Monday, February 22, 2010

Analysis doesn’t support conclusions

We read with note an article recently in the Rural Press entitled “Argument over the Single Desk”. If we are correct, the article draws the conclusion that, to date at least, “growers are not getting the same value for their wheat as they did under the single desk system”.

The analysis took the historical AWB net pool returns for Port Adelaide and then compared this to the $A value of Chicago Board of Trade (CBOT) wheat futures in late November each year. From 1994 to 2008 (dropping out the drought years of 2002 and 2006) the analysis contented that the difference between the net AWB pool returns and the $A value of CBOT wheat futures late in November each year was A$9.50/t in favour of the pool. For 2008 it suggested instead of a premium – on average of $9.50/t – a deficit of A$23.50/t resulted and for 2009 (to date at least) a deficit of A$22.50/t is showing. Using this “crude measure” the conclusion drawn is that in a deregulated market Australian wheat is averaging close to $32/t under the AWB single desk system.

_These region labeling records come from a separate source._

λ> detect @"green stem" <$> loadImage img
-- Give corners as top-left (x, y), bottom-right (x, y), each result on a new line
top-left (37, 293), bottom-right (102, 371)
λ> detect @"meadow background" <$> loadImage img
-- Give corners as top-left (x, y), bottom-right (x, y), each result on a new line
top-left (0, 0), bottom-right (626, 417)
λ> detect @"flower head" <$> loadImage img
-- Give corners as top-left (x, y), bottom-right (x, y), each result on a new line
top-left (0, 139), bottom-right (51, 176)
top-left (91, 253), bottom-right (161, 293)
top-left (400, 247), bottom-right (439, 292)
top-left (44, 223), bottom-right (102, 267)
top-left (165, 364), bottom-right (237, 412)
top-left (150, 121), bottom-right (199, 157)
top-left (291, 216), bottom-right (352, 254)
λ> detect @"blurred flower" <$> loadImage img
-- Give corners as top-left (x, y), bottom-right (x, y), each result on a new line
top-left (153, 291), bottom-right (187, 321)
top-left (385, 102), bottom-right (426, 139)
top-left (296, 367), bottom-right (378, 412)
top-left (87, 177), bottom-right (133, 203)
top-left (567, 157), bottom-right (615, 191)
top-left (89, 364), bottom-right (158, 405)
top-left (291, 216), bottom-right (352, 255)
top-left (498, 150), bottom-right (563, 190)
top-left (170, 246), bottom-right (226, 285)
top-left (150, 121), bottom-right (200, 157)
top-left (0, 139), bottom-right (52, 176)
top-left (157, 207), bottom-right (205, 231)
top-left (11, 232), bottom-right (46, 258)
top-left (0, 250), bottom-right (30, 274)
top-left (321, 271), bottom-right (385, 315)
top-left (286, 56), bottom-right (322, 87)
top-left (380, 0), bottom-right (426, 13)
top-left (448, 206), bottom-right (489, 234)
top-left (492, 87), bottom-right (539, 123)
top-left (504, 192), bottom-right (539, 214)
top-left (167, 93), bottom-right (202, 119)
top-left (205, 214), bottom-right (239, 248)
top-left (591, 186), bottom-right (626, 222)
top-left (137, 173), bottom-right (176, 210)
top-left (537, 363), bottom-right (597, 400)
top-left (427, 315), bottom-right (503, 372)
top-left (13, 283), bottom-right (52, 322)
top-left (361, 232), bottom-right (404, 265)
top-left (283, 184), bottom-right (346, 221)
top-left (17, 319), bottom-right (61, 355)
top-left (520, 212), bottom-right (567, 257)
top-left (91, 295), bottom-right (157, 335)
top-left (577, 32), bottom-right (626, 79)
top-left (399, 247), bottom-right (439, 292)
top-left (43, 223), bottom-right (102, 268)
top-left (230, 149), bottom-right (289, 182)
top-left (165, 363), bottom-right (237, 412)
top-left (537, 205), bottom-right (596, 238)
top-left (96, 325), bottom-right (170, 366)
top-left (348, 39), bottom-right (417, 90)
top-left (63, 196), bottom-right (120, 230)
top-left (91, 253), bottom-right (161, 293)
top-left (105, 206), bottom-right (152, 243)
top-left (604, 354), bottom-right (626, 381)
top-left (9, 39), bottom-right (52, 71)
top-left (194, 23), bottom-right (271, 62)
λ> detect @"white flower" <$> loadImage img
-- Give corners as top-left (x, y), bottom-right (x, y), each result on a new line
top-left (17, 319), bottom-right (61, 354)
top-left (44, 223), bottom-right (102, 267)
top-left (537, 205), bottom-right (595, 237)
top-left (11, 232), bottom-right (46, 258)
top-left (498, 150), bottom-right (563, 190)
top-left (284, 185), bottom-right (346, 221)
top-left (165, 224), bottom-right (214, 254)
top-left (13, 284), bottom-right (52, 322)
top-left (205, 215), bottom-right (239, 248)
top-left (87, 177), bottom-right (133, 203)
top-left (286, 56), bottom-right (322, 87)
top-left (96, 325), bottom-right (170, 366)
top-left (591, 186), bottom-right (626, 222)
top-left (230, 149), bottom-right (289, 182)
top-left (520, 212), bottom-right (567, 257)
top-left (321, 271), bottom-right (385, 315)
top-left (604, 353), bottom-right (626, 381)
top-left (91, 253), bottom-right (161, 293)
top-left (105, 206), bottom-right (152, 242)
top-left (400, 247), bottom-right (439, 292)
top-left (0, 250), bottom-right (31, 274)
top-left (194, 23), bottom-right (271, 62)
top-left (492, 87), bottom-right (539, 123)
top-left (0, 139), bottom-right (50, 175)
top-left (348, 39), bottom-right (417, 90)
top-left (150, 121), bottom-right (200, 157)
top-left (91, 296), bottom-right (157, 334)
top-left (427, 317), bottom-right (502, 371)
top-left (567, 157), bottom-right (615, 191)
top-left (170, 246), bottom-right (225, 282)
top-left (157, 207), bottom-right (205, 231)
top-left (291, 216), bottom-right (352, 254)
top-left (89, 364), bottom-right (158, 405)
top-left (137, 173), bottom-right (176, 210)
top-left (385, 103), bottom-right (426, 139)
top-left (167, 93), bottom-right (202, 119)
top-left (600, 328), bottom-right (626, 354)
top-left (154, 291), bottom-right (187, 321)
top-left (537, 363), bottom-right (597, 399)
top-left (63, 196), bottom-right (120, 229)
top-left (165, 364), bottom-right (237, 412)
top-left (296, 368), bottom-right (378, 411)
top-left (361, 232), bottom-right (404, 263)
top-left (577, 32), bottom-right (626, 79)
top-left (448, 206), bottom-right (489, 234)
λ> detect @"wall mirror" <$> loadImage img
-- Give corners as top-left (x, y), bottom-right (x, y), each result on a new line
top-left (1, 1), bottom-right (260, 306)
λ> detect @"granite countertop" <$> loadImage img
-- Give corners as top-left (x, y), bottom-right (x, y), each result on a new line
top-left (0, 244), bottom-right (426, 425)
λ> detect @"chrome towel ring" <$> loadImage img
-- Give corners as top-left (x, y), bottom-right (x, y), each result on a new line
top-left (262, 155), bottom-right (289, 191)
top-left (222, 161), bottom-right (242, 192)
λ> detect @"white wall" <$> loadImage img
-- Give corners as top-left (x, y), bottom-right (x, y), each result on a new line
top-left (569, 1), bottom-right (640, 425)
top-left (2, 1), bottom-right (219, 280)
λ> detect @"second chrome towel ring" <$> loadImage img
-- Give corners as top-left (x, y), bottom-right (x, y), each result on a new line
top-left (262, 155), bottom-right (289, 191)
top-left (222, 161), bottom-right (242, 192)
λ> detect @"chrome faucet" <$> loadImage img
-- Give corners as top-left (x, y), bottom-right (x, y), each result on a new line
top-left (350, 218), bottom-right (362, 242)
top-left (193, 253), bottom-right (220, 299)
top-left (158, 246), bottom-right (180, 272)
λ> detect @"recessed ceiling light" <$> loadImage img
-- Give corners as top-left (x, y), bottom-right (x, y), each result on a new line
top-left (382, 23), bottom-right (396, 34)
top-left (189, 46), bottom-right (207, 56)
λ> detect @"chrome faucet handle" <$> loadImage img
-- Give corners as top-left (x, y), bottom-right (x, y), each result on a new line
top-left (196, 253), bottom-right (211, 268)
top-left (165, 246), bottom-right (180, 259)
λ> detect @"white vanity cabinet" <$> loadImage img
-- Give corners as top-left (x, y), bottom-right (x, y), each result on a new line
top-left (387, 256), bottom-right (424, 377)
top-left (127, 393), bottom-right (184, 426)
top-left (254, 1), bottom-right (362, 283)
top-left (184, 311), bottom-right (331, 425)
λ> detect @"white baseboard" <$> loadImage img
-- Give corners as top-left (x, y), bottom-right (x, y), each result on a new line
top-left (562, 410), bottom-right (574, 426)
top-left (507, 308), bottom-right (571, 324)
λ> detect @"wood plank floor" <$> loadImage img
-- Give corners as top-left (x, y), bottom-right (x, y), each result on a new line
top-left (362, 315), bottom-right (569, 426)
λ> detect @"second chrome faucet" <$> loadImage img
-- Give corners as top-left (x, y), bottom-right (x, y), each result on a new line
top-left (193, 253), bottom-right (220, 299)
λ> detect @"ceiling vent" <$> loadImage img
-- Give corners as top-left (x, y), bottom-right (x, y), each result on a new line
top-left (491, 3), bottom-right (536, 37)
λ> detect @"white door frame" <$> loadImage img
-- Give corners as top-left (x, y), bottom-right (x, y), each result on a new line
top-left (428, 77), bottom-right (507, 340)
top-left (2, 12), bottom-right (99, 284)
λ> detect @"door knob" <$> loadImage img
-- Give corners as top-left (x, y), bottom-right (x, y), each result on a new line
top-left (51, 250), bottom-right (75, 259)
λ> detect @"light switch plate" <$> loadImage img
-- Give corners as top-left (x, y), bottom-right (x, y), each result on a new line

It is simply erroneous to draw any conclusion about deregulation from this analysis. The fact is that physical wheat values in the past few years have not kept their usual relationships (historical basis relationships) with CBOT wheat futures.

A comparison of a range of international wheat cash prices and CBOT wheat futures shows that in recent years there has been a very noticeable divergence in the price of all international wheats vs CBOT.

This is nothing new to market watchers. The US Commodity Futures Trading Commission (CFTC) has held a number of recent enquiries into the lack of convergence between cash wheat prices and CBOT wheat futures. The operators of CBOT have gone to some lengths to change the futures contract specifications (such as variable storage charges and increased delivery locations/methods) in order to aid convergence.

The increase in investment flows, via index funds and other long only funds, are the major reasons for this divergence. At today’s prices, the investment in CBOT wheat futures by long-only type funds is a little over US$6 billion dollars or 33mmt. It is largely the presence of this capital washing around in the futures market that has caused the divergence between global cash wheat values and CBOT wheat futures.

Rather than making reckless claims about the impact of deregulation, we offer an alternative explanation that the divergence between cash wheat prices and CBOT wheat futures is a global phenomenon. The fact that Australian wheat prices have diverged from CBOT has little to do with deregulation of the Australian export wheat market. It has much more to do with the change in shape of the relationship between CBOT wheat futures and global cash wheat values.